From the hardware notes, this adapter is supported by the run(4) driver. I followed the instructions in the man pages (run(4)) and added the following lines in loader.conf.

```
if_run_load="YES"
runfw_load="YES"
```

After system reboot, I plug-in the adapter in the USB hub/port. The following are the messages in /var/log/messages:

```
kernel: ugen4.2: <vendor 0x0b05> at usbus4
root: Unknown USB device: vendor 0x0b05 product 0x17ab bus uhub4
```

I checked whether the run(4) has been loaded or not.
`% kldstat`

```
Id Refs Address            Size     Name
 1   17 0xffffffff80200000 11d1d48  kernel
 2    1 0xffffffff813d2000 203d98   zfs.ko
 3    2 0xffffffff815d6000 5c60     opensolaris.ko
 5    1 0xffffffff815f2000 2e28     runfw.ko    <<-----------
 6    1 0xffffffff81812000 c19c     ipfw.ko
 7    1 0xffffffff8181f000 a2d      fire_saver.ko
```
`% ifconfig`

```
ale0: flags=8843<UP,BROADCAST,RUNNING,SIMPLEX,MULTICAST> metric 0 mtu 1500
	options=c319a<TXCSUM,VLAN_MTU,VLAN_HWTAGGING,VLAN_HWCSUM,TSO4,WOL_MCAST,WOL_MAGIC,VLAN_HWTSO,LINKSTATE>
	ether 48:5b:39:94:b2:16
	inet 172.26.146.109 netmask 0xffffff00 broadcast 172.26.146.255
	nd6 options=29<PERFORMNUD,IFDISABLED,AUTO_LINKLOCAL>
	media: Ethernet autoselect (1000baseT <full-duplex>)
	status: active
plip0: flags=8810<POINTOPOINT,SIMPLEX,MULTICAST> metric 0 mtu 1500
	nd6 options=29<PERFORMNUD,IFDISABLED,AUTO_LINKLOCAL>
lo0: flags=8049<UP,LOOPBACK,RUNNING,MULTICAST> metric 0 mtu 16384
	options=3<RXCSUM,TXCSUM>
	inet6 ::1 prefixlen 128 
	inet6 fe80::1%lo0 prefixlen 64 scopeid 0x8 
	inet 127.0.0.1 netmask 0xff000000 
	nd6 options=21<PERFORMNUD,AUTO_LINKLOCAL>
ipfw0: flags=8801<UP,SIMPLEX,MULTICAST> metric 0 mtu 65536
	nd6 options=21<PERFORMNUD,AUTO_LINKLOCAL>
tun0: flags=8051<UP,POINTOPOINT,RUNNING,MULTICAST> metric 0 mtu 1500
	options=80000<LINKSTATE>
	inet6 fe80::4a5b:39ff:fe94:b216%tun0 prefixlen 64 scopeid 0xa 
	inet 172.26.61.146 --> 172.26.61.145 netmask 0xffffffff 
	nd6 options=21<PERFORMNUD,AUTO_LINKLOCAL>
	Opened by PID 1532
```
The WLAN device pertaining to run(4) is not listed.

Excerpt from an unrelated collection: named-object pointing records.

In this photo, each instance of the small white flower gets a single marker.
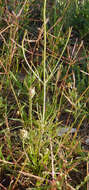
(32, 92)
(23, 133)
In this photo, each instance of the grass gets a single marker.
(44, 91)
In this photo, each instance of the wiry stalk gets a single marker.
(44, 60)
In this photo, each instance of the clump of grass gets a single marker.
(47, 102)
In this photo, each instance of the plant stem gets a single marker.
(44, 60)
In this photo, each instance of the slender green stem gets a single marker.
(44, 60)
(30, 110)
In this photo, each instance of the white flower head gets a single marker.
(32, 92)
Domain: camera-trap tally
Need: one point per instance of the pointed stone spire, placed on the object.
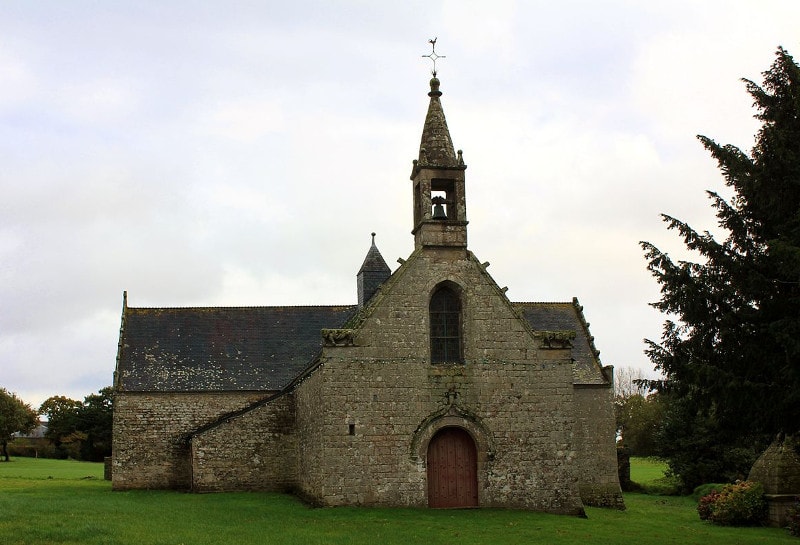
(436, 148)
(440, 205)
(373, 272)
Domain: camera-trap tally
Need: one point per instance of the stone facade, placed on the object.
(343, 405)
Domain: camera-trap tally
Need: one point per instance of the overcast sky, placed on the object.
(240, 153)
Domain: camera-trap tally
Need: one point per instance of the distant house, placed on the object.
(36, 433)
(434, 389)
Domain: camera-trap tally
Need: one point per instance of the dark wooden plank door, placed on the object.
(452, 469)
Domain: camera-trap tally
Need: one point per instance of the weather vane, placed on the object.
(433, 56)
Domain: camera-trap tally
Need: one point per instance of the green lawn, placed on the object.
(49, 501)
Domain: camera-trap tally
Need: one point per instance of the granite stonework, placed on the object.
(341, 404)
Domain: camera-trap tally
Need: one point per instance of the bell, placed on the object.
(438, 212)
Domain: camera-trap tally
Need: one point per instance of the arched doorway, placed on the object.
(452, 469)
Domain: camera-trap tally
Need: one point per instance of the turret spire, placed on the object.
(373, 272)
(440, 209)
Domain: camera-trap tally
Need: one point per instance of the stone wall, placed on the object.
(255, 450)
(151, 434)
(366, 415)
(595, 432)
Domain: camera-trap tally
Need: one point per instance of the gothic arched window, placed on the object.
(445, 316)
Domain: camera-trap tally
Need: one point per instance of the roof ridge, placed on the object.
(243, 307)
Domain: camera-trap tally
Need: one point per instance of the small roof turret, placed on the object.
(436, 148)
(373, 272)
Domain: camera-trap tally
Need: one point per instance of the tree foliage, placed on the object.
(80, 429)
(15, 416)
(730, 352)
(637, 412)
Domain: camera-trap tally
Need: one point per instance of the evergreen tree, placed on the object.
(731, 356)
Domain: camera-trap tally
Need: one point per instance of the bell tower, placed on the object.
(440, 209)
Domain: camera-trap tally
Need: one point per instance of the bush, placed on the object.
(705, 506)
(738, 504)
(794, 519)
(706, 489)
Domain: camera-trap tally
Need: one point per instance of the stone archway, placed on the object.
(452, 469)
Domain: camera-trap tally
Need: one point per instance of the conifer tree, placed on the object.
(731, 350)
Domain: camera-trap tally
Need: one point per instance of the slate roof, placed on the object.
(568, 316)
(220, 349)
(265, 348)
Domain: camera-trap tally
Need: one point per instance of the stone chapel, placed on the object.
(434, 389)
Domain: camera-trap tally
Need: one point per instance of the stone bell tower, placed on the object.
(440, 208)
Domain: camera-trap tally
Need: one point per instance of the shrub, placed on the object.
(738, 504)
(793, 519)
(706, 505)
(706, 489)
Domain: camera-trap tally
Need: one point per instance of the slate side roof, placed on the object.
(568, 316)
(220, 349)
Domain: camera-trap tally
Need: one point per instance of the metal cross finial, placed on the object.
(433, 56)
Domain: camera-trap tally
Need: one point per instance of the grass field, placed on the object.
(54, 501)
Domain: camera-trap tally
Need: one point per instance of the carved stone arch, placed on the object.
(446, 319)
(457, 418)
(451, 282)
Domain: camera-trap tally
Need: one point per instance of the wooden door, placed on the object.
(452, 469)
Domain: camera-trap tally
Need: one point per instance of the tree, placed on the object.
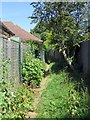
(62, 20)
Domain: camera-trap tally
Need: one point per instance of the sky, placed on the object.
(18, 13)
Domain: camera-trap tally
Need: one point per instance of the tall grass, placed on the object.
(64, 98)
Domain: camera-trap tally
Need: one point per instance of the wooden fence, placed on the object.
(12, 51)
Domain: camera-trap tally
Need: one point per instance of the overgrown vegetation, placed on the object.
(65, 97)
(33, 70)
(15, 99)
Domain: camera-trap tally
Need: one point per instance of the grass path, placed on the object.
(38, 93)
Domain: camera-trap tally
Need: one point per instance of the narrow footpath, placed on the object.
(38, 92)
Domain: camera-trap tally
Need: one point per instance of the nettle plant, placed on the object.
(15, 99)
(32, 70)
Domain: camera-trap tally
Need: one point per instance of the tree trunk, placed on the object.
(69, 62)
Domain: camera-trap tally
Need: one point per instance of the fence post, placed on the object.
(20, 73)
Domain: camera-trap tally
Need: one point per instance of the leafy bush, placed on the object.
(61, 99)
(15, 101)
(32, 70)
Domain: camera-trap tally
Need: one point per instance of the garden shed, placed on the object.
(25, 36)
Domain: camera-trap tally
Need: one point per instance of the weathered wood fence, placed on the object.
(12, 51)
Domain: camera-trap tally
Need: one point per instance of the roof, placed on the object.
(20, 32)
(3, 27)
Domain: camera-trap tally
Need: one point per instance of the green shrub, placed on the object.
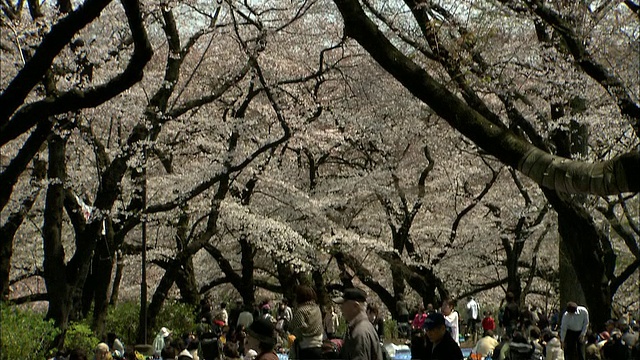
(80, 336)
(25, 334)
(124, 320)
(176, 316)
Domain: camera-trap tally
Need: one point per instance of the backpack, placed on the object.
(521, 351)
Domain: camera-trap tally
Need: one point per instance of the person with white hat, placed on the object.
(361, 341)
(160, 339)
(102, 352)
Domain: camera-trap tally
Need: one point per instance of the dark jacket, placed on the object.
(361, 341)
(447, 349)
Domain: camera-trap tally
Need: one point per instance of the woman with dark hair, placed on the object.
(306, 325)
(378, 323)
(262, 339)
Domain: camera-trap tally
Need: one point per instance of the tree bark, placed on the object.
(621, 174)
(15, 219)
(57, 274)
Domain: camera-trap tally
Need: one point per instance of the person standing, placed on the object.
(511, 314)
(488, 323)
(331, 323)
(306, 325)
(378, 323)
(245, 318)
(473, 317)
(403, 316)
(223, 315)
(452, 319)
(440, 345)
(161, 339)
(361, 341)
(261, 338)
(573, 329)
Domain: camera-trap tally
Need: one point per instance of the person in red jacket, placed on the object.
(488, 323)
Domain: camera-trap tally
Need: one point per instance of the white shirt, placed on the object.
(578, 321)
(451, 321)
(473, 309)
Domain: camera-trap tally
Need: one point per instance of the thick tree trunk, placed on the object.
(56, 276)
(247, 288)
(9, 228)
(621, 174)
(115, 288)
(288, 280)
(593, 262)
(186, 282)
(569, 143)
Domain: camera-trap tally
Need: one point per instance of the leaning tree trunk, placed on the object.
(59, 289)
(569, 143)
(13, 222)
(615, 176)
(589, 258)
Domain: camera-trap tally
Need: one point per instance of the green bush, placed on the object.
(177, 317)
(124, 320)
(25, 334)
(80, 336)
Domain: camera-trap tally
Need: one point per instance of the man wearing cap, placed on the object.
(573, 330)
(261, 338)
(441, 345)
(161, 339)
(361, 341)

Don't know how to proceed from here. Please help!


----------



## penna (May 16, 2012)

Another information that might be helpful.
`# pciconf -lv | grep -B3 network`

```
ale0@pci0:1:0:0:	class=0x020000 card=0x83041043 chip=0x10261969 rev=0xb0 hdr=0x00
    vendor     = 'Atheros Communications'
    device     = 'AR8121/AR8113/AR8114 Gigabit or Fast Ethernet'
    class      = network
```
`# usbconfig -u 4 -a 2 dump_device_desc`

```
ugen4.2: <product 0x17ab vendor 0x0b05> at usbus4, cfg=0 md=HOST spd=HIGH (480Mbps) pwr=ON

  bLength = 0x0012 
  bDescriptorType = 0x0001 
  bcdUSB = 0x0200 
  bDeviceClass = 0x0000 
  bDeviceSubClass = 0x0000 
  bDeviceProtocol = 0x0000 
  bMaxPacketSize0 = 0x0040 
  idVendor = 0x0b05 
  idProduct = 0x17ab 
  bcdDevice = 0x0200 
  iManufacturer = 0x0001  <Realtek>
  iProduct = 0x0002  <802.11n WLAN Adapter>
  iSerialNumber = 0x0003  <00e04c000001>
  bNumConfigurations = 0x0001
```


----------



## PseudoCylon (May 16, 2012)

penna said:
			
		

> ```
> kernel: ugen4.2: <vendor 0x0b05> at usbus4
> root: Unknown USB device: vendor 0x0b05 product 0x17ab bus uhub4
> ```



It is most likely a new version. (How to check version)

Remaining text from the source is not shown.